As the core purpose of mdcode is to discover and re-arrange blocks of text, it makes sense to map the whole document file into memory and produce a data structure which lists various parts of the file in the appropriate order. Each node in this structure will have some text from the document, a child pointer, and a next pointer, any of which might not be present. The text is most easily stored as a pointer and a length. We'll call this a text

A list of these code_nodes will belong to each section and it will be useful to have a separate section data structure to store the list of code_nodes, the section name, and some other information.

This other information will include a reference counter so we can ensure proper referencing, and an indent depth. As referenced content can have an extra indent added, we need to know what that is. The code_node will also have an indent depth which eventually gets set to the sum for the indents from all references on the path from the root.

Finally we need to know if the code_node was recognised by being indented or not. If it was, the client of this data will want to strip of the leading tab or 4 spaces. Hence a needs_strip flag is needed.

exported types
struct text {
    char *txt;
    int len;
};

struct section {
    struct text section;
    struct code_node *code;
    struct section *next;
};

struct code_node {
    struct text code;
    int indent;
    int line_no;
    int needs_strip;
    struct code_node *next;
    struct section *child;
};
private types
struct psection {
    struct section;
    struct code_node *last;
    int refcnt;
    int indent;
};

You will note that the struct psection contains an anonymous struct section embedded at the start. To make this work right, GCC requires the -fplan9-extensions flag.

File: mdcode.mk
CFLAGS += -fplan9-extensions

Manipulating the node

Though a tree with next and child links is the easiest way to assemble the various code sections, it is not the easiest form for using them. For that a simple list would be best.

So once we have a fully linked File section we will want to linearize it, so that the child links become NULL and the next links will find everything required. It is at this stage that the requirements that each section is linked only once becomes import.

code_linearize will merge the code_nodes from any child into the given code_node. As it does this it sets the 'indent' field for each code_node.

Note that we don't clear the section's last pointer, even though it no longer owns any code. This allows subsequent code to see if a section ever had any code, and to report an error if a section is referenced but not defined.

internal functions
static void code_linearize(struct code_node *code)
{
    struct code_node *t;
    for (t = code; t; t = t->next)
        t->indent = 0;
    for (; code; code = code->next)
        if (code->child) {
            struct code_node *next = code->next;
            struct psection *pchild =
                (struct psection *)code->child;
            int indent = pchild->indent;
            code->next = code->child->code;
            code->child->code = NULL;
            code->child = NULL;
            for (t = code; t->next; t = t->next)
                t->next->indent = code->indent + indent;
            t->next = next;
        }
}

Once a client has made use of a linearized code set, it will probably want to free it.

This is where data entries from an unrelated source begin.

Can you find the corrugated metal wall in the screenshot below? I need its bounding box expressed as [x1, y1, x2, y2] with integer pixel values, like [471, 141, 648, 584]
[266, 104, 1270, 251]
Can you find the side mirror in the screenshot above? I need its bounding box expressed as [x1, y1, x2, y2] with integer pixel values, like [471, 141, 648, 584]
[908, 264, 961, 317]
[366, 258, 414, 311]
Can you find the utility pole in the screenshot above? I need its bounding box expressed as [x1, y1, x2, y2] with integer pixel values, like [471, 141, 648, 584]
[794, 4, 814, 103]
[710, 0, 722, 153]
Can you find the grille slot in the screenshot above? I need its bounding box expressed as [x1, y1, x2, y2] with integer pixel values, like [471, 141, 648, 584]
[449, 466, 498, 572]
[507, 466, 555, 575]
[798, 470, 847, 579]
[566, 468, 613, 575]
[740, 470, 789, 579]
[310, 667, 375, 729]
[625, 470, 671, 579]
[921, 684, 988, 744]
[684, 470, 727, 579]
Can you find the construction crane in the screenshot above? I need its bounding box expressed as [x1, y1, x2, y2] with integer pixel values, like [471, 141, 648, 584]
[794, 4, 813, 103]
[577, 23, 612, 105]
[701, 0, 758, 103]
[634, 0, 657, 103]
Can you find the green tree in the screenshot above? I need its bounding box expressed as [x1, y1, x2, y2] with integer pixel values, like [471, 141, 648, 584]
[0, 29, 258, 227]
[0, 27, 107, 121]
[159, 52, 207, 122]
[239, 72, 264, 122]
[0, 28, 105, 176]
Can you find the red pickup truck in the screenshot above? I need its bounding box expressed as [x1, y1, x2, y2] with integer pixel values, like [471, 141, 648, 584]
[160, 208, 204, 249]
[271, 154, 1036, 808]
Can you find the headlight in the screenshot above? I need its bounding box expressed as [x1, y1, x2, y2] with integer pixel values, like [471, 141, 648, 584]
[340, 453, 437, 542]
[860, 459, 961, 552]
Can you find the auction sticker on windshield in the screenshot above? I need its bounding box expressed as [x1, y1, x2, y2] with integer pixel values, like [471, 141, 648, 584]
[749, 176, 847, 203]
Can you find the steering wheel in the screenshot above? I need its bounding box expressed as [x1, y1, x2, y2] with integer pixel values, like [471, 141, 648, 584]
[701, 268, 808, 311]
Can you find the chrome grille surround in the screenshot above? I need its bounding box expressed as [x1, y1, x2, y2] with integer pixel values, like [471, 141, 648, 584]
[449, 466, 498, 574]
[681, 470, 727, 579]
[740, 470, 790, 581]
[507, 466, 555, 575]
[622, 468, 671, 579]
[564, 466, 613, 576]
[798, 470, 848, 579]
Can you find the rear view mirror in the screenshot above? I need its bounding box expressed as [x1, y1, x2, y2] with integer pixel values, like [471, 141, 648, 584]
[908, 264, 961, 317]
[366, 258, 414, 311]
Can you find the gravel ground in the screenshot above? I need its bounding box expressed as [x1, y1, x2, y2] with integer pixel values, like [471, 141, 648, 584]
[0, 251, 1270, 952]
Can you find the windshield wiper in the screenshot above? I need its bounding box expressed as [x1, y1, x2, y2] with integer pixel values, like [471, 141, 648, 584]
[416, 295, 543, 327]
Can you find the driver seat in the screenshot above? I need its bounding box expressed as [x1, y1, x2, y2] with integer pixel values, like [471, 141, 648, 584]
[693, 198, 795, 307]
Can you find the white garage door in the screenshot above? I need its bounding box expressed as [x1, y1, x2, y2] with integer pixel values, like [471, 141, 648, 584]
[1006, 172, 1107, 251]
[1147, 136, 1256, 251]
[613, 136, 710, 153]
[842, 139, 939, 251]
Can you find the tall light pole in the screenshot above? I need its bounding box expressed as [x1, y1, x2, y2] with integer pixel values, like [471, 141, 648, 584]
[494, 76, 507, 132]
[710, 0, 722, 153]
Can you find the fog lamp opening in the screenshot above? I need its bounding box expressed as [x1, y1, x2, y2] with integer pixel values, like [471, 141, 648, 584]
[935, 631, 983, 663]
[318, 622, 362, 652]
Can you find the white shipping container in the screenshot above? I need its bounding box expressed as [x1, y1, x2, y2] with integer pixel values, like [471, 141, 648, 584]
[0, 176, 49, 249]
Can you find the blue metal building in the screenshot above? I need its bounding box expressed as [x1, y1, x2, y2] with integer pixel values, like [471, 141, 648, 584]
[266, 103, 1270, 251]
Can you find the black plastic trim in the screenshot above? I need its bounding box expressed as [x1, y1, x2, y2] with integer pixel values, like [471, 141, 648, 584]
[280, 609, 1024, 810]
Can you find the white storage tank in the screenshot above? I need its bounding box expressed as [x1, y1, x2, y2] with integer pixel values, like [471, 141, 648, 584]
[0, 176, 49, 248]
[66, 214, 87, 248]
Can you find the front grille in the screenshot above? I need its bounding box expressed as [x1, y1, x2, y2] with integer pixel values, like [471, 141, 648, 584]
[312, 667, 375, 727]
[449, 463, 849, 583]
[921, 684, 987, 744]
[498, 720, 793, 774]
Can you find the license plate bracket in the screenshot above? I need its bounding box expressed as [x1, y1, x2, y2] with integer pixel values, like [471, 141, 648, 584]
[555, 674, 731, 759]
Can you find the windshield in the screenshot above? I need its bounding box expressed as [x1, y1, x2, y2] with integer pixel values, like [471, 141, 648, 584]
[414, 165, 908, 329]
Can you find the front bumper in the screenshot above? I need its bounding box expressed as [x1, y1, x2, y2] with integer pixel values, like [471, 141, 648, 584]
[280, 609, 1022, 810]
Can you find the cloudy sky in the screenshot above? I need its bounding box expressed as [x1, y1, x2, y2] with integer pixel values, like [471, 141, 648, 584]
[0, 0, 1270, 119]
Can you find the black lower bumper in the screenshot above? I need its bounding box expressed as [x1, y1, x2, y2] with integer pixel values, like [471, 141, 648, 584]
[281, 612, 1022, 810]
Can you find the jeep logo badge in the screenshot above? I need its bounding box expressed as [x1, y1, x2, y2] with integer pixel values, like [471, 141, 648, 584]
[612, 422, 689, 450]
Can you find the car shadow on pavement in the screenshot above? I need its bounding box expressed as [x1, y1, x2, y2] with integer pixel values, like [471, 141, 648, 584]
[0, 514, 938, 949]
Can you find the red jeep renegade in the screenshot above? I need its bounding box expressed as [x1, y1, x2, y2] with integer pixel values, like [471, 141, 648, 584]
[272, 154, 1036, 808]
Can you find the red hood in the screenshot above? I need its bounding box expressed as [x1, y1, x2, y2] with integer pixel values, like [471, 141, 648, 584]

void code_free(struct code_node *code)
{
    while (code) {
        struct code_node *this;
        if (code->child)
            code_linearize(code);
        this = code;
        code = code->next;
        free(this);
    }
}
exported functions
void code_free(struct code_node *code);

Building the tree

As we parse the document there are two things we will want to do to node trees: add some text or add a reference. We'll assume for now that the relevant section structures have been found, and will just deal with the code_node.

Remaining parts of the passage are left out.